ATI stakes claims on physics, GPGPU ground By Scott Wasson - 11:09 AM, October 11, 2005
One of the more surprising aspects of ATI's Radeon X1000 series launch is something we didn't get a chance to talk about in our initial review of the graphics cards: ATI's eagerness to talk about using its GPUs for non-graphics applications.
ATI practically kicked off its press event for the Radeon X1000 series with a physics demo running on a Radeon graphics card. Rich Heye, VP and GM of ATI's Desktop Business Unit, showed off a simulation of rolling ocean waves comparing physics performance on a CPU versus a GPU. The CPU-based version of the demo was slow and choppy, while the Radeon churned through the simulation well enough to make the waves flow, er, fluidly. The GPU, he proclaimed, is very good for physics work, and he threw out some impressive FLOPS numbers to accentuate the point. A Pentium 4 at 3GHz, he said, peaks out at 12 GFLOPS and has 5.96GB/s of memory bandwidth. By contrast, a Radeon X1800 XT can reach 83 GFLOPS and has 42GB/s of memory bandwidth.
This demonstration was more important as a statement of position and direction for ATI than anything else. NVIDIA has been rather enigmatic about any plans for physics processing, and has seemed to step out of AGEIA's way for the most part, welcoming the PhysX effort as another means of improving PC gaming. ATI is clearly ready and willing to take on AGEIA's PhysX card by using its GPUs for physics simulation, and the company believes that the more general programmability of its Shader Model 3.0 implementation in the Radeon X1000 series could make it a viable competitor there. There was talk of a CrossFire dual-GPU config in a split setup, with one GPU handling graphics and the other handling physics for certain games, and somebody present even suggested the possibility of a third GPU on a PCI card dedicated to physics processing. The folks from ATI seemed to like this suggestion.
We haven't heard many specifics yet about how ATI plans to go about exposing the physics acceleration capabilities of its GPUs to developers.
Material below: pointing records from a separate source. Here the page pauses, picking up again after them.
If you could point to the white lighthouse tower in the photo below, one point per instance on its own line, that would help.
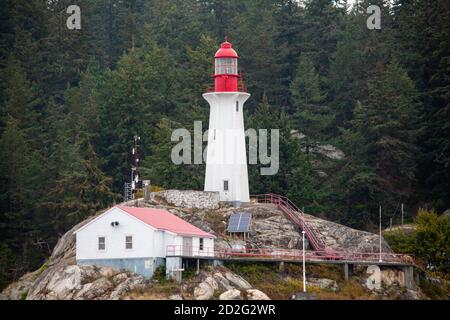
(226, 159)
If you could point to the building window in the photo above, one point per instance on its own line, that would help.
(225, 185)
(226, 66)
(101, 243)
(128, 242)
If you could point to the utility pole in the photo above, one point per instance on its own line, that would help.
(304, 262)
(381, 260)
(402, 213)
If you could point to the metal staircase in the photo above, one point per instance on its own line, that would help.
(296, 215)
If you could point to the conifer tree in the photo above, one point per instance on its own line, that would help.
(312, 117)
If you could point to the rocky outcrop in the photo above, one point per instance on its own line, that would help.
(323, 283)
(255, 294)
(187, 199)
(85, 283)
(232, 294)
(225, 281)
(60, 278)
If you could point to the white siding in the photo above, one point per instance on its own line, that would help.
(147, 241)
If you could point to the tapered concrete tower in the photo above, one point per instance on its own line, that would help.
(226, 159)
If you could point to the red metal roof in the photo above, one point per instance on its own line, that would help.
(226, 51)
(164, 220)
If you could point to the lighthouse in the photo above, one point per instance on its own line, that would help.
(226, 158)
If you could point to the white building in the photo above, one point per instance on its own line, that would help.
(140, 240)
(226, 159)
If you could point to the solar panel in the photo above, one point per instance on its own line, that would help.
(239, 222)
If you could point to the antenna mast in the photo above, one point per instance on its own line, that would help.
(130, 187)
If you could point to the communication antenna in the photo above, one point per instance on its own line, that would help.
(130, 187)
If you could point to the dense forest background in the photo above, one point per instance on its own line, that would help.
(71, 101)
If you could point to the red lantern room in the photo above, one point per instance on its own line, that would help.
(226, 69)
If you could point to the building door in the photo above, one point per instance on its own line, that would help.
(187, 246)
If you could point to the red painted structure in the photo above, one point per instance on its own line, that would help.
(226, 76)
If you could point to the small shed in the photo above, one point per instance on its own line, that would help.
(139, 239)
(239, 224)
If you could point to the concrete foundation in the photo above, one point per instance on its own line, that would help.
(348, 271)
(142, 266)
(173, 268)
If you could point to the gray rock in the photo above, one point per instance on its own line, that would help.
(203, 291)
(187, 199)
(232, 294)
(323, 283)
(237, 281)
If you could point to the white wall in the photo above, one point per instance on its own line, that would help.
(208, 247)
(226, 154)
(146, 240)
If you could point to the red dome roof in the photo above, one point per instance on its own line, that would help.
(226, 51)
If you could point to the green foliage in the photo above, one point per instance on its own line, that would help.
(160, 274)
(429, 240)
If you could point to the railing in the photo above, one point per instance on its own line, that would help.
(276, 254)
(296, 215)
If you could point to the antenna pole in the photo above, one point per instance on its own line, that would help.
(304, 262)
(381, 260)
(402, 213)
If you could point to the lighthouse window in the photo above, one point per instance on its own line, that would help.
(128, 242)
(225, 185)
(226, 66)
(101, 243)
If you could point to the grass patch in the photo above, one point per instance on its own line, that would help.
(23, 295)
(42, 269)
(215, 221)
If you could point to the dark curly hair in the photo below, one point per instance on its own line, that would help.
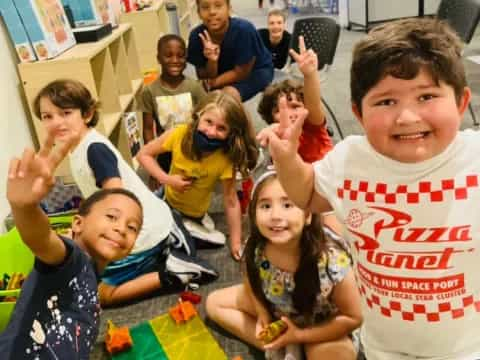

One obvious path forward would seem to be cooperation with physics middleware vendors like Havok, but AGEIA has already made extensive inroads into next-gen games development by giving away licenses for its PhysX API. If ATI is serious about making this push, it may have to slog through an API war by pushing developers to use something other than PhysX API. We shall see.
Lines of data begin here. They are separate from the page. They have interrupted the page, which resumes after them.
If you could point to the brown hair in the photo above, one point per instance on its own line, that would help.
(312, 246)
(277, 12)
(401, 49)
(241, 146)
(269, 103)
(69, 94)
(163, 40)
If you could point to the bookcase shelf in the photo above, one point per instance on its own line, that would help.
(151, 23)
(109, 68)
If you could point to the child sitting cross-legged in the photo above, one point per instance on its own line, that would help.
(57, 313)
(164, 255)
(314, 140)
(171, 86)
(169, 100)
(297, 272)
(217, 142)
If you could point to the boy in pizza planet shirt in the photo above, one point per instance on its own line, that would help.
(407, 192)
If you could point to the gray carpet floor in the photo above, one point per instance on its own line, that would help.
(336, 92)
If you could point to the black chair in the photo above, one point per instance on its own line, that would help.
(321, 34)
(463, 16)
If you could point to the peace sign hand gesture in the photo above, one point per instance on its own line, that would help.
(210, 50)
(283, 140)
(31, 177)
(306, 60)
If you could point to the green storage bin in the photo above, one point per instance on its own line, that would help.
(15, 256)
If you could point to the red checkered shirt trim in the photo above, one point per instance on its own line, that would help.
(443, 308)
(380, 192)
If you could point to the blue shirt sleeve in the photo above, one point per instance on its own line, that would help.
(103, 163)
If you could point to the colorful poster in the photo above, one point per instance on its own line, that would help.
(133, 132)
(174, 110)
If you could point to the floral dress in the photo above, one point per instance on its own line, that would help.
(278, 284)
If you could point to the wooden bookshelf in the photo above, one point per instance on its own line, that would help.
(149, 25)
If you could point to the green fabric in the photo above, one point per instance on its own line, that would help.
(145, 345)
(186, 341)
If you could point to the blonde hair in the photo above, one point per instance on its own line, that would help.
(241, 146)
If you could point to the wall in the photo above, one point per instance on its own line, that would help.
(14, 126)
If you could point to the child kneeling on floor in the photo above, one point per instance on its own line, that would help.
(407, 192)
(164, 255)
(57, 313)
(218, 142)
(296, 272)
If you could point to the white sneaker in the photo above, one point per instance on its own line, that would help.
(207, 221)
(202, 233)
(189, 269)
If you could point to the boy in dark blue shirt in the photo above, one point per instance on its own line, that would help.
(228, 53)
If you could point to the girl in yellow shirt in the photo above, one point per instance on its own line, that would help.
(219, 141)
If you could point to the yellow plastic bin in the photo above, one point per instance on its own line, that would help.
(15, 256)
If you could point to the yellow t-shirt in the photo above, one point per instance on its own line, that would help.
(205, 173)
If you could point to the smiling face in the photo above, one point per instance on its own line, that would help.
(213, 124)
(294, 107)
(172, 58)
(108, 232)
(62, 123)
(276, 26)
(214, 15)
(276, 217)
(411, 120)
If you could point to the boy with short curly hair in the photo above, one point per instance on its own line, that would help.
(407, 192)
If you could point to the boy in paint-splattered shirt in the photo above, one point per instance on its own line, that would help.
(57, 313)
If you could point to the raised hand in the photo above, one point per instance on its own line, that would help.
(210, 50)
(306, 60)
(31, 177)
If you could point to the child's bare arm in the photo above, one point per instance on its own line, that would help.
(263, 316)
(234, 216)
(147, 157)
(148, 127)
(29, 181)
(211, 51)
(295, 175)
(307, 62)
Beyond just physics, ATI is happy to see its GPUs being used for all sorts of general-purpose computation. To that end, it invited Mike Houston from Stanford to come talk about his efforts at GPGPU, or general-purpose computation on graphics processing units. Houston gave a nice overview of how graphics lingo translates into general purpose computation, where textures are used as general storage and pixel shaders operate on data other than pixels. There's a PDF of his talk available online, so you can read it for yourself. Houston particularly liked the Radeon X1800's new features, including 32-bit floating-point precision, long shader programs with flow control, and faster data uploads and downloads over PCI Express. He also praised the X1800's large number of available registers and its support for 512MB memory, which he said is sorely needed in GPGPU applications.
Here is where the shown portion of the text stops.